Versatility is key at the lower levels
Over the past few weeks, I have spent a lot of time liaising with medical staff at other clubs where players of ours are either being sold or going on loan – as well as us receiving players during the hectic transfer window. The timing of this window is a right pain as it closes the day before a league game so, invariably, teams are on the road and getting hold of people is an absolute nightmare.
Doing a medical late on a Friday night, with little or no medical information, is no fun. Why do they leave it to the last minute? It got me thinking about how medical departments have changed over the years. There is an enormous difference between medical personnel in clubs in the Premier League and the lower divisions.
My first role in charge of a team was at a League 1 club, where I was the only full-time medical person employed for the first team. We had a part-time masseur for games, a fellow physio looking after the youth teams and I saw the club doctor only when someone was sick or on matchday.

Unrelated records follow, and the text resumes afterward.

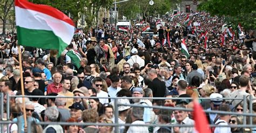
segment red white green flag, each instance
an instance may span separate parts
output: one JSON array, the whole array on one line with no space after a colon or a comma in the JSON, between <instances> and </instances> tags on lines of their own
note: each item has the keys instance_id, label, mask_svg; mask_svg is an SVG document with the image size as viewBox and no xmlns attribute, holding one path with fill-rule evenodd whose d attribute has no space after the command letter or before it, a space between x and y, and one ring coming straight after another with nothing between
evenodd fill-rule
<instances>
[{"instance_id":1,"label":"red white green flag","mask_svg":"<svg viewBox=\"0 0 256 133\"><path fill-rule=\"evenodd\" d=\"M237 26L238 33L241 34L242 33L242 27L241 26L241 24L239 23L238 24L238 26Z\"/></svg>"},{"instance_id":2,"label":"red white green flag","mask_svg":"<svg viewBox=\"0 0 256 133\"><path fill-rule=\"evenodd\" d=\"M185 39L183 39L181 43L181 53L184 54L187 56L187 57L190 57L190 54L188 53L188 50L187 50L187 45L185 42Z\"/></svg>"},{"instance_id":3,"label":"red white green flag","mask_svg":"<svg viewBox=\"0 0 256 133\"><path fill-rule=\"evenodd\" d=\"M186 19L185 19L184 25L188 26L188 25L190 24L190 16L187 15L187 17L186 17Z\"/></svg>"},{"instance_id":4,"label":"red white green flag","mask_svg":"<svg viewBox=\"0 0 256 133\"><path fill-rule=\"evenodd\" d=\"M70 43L75 33L73 21L50 6L15 0L19 44L57 49L60 54Z\"/></svg>"}]
</instances>

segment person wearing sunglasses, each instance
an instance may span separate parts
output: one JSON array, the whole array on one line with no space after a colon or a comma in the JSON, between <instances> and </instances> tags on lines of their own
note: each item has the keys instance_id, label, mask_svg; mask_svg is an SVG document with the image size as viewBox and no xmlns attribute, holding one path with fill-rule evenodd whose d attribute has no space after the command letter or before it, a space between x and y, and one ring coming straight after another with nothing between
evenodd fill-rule
<instances>
[{"instance_id":1,"label":"person wearing sunglasses","mask_svg":"<svg viewBox=\"0 0 256 133\"><path fill-rule=\"evenodd\" d=\"M96 77L92 83L92 87L96 90L97 97L107 98L109 97L107 93L102 90L103 86L103 78L99 77ZM107 98L100 98L99 100L102 104L109 103Z\"/></svg>"},{"instance_id":2,"label":"person wearing sunglasses","mask_svg":"<svg viewBox=\"0 0 256 133\"><path fill-rule=\"evenodd\" d=\"M26 121L35 121L36 122L39 122L38 119L36 119L32 116L32 114L35 110L34 104L32 101L28 101L25 103L25 109L26 110ZM18 122L18 120L21 123L21 130L22 132L24 132L25 129L25 121L24 119L24 115L22 115L14 119L13 122Z\"/></svg>"},{"instance_id":3,"label":"person wearing sunglasses","mask_svg":"<svg viewBox=\"0 0 256 133\"><path fill-rule=\"evenodd\" d=\"M223 104L223 96L219 93L212 93L210 95L211 98L211 107L206 110L219 110L220 105ZM206 117L208 119L209 123L213 124L217 120L217 114L206 113Z\"/></svg>"},{"instance_id":4,"label":"person wearing sunglasses","mask_svg":"<svg viewBox=\"0 0 256 133\"><path fill-rule=\"evenodd\" d=\"M230 117L229 124L231 125L241 124L242 121L239 117L236 115L231 115ZM242 128L231 128L231 131L232 132L242 132Z\"/></svg>"},{"instance_id":5,"label":"person wearing sunglasses","mask_svg":"<svg viewBox=\"0 0 256 133\"><path fill-rule=\"evenodd\" d=\"M233 82L231 84L231 88L230 88L230 90L231 90L231 92L233 92L238 89L239 89L239 86L238 85L238 84L237 82Z\"/></svg>"}]
</instances>

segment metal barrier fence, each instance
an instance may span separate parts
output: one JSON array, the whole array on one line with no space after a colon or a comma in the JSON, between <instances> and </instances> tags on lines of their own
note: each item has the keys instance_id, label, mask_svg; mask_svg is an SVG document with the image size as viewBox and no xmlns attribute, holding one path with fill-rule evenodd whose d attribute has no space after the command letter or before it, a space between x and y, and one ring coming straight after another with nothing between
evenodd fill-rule
<instances>
[{"instance_id":1,"label":"metal barrier fence","mask_svg":"<svg viewBox=\"0 0 256 133\"><path fill-rule=\"evenodd\" d=\"M11 123L16 123L18 125L18 132L21 132L21 121L18 120L17 123L14 122L10 120L10 99L13 98L20 98L20 97L26 97L26 98L56 98L57 97L60 98L99 98L99 99L114 99L114 108L117 109L118 106L129 106L130 107L144 107L144 108L158 108L158 109L171 109L171 110L184 110L184 111L193 111L192 109L188 108L177 108L177 107L165 107L165 106L143 106L140 105L127 105L127 104L119 104L117 102L117 99L134 99L133 97L117 97L117 98L104 98L104 97L55 97L55 96L40 96L40 95L12 95L10 96L8 94L6 95L6 119L5 121L3 121L3 116L4 114L4 94L3 93L1 93L1 121L0 121L1 128L1 132L4 132L4 125L5 124L8 128L6 129L6 132L9 132L9 128L8 128L8 124ZM252 97L250 95L250 100L249 100L249 113L246 112L246 109L244 109L242 113L238 113L236 112L223 112L223 111L218 111L218 110L204 110L205 113L214 113L217 114L228 114L228 115L241 115L244 116L243 117L243 121L242 124L240 125L215 125L215 124L211 124L210 127L229 127L232 128L235 127L240 127L240 128L255 128L255 125L253 124L252 122L252 119L253 117L256 117L256 114L253 113L252 110L252 101L253 100L255 100L256 99L253 99ZM191 100L192 98L136 98L136 99L154 99L154 100L166 100L166 99L172 99L172 100L181 100L181 99L189 99ZM211 99L210 98L199 98L198 99ZM245 95L244 95L243 98L219 98L219 99L223 100L242 100L244 101L246 101L247 100L247 98ZM247 108L246 107L246 102L244 102L244 108ZM194 125L186 125L186 124L131 124L131 123L126 123L126 124L119 124L118 123L118 117L119 112L118 109L114 110L113 115L115 116L114 117L114 121L113 121L113 124L109 124L109 123L72 123L72 125L106 125L106 126L113 126L114 127L115 129L118 129L119 126L146 126L146 127L194 127ZM246 123L246 116L250 117L250 121L249 124ZM28 132L31 132L31 121L28 121ZM68 122L40 122L39 123L37 123L38 124L41 125L45 125L45 124L59 124L62 125L70 125L70 123ZM114 132L119 132L119 130L114 130Z\"/></svg>"}]
</instances>

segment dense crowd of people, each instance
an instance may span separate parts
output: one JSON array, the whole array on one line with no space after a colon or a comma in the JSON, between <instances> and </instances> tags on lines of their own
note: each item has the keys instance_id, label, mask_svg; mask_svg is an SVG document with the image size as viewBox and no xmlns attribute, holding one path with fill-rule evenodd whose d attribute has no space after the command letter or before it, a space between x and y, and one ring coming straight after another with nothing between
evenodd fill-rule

At many lower-league clubs, things are still the same. A physio’s role is multifaceted. It not only involves looking after the injured players on matchday and rehabilitating those unable to train or play but they may also be involved with the fitness of the players – taking sessions or monitoring their workload, offering nutritional advice, doing a bit of chiropody, cutting off hard skin, as well as literally taking players to appointments to see specialists out of hours.
This job also extends to helping out with kit and, sometimes, making sure that the players get some lunch after training. I remember many a trip down to the nearest sandwich shop to buy the squad’s lunch. They were paying, though!
Things couldn’t be more different at the bigger Premier League clubs. Many medical departments, looking after a squad of up to 30 first-team players, number around 15 full-time staff. This includes doctors, physiotherapists, masseurs and sports scientists, together with chiropodists, podiatrists, osteopaths, yoga and pilates teachers coming in on a part-time basis.
Everyone’s role is specialised. For example, if the club employs four physios for the first team, they may have differing specialties in their field of expertise. Some may speciailise in matchday cover, with qualifications in advanced life support and acute injury management, while others may specialise in rehabilitation using their manual skills, utilising hydrotherapy or even be experts in late-stage rehab, ensuring the player is able to return to full play without risk of reinjury.
At the top Premier clubs, there may be more than five people all doing the same job that one person at a lower-league club is fulfilling. Is it better? Well, there is a lot more quality in the care and nothing left unturned. Having said that, I enjoyed my time in the lower divisions immensely, perhaps more than at the Premier level. Although, to be fair, the money was not as good!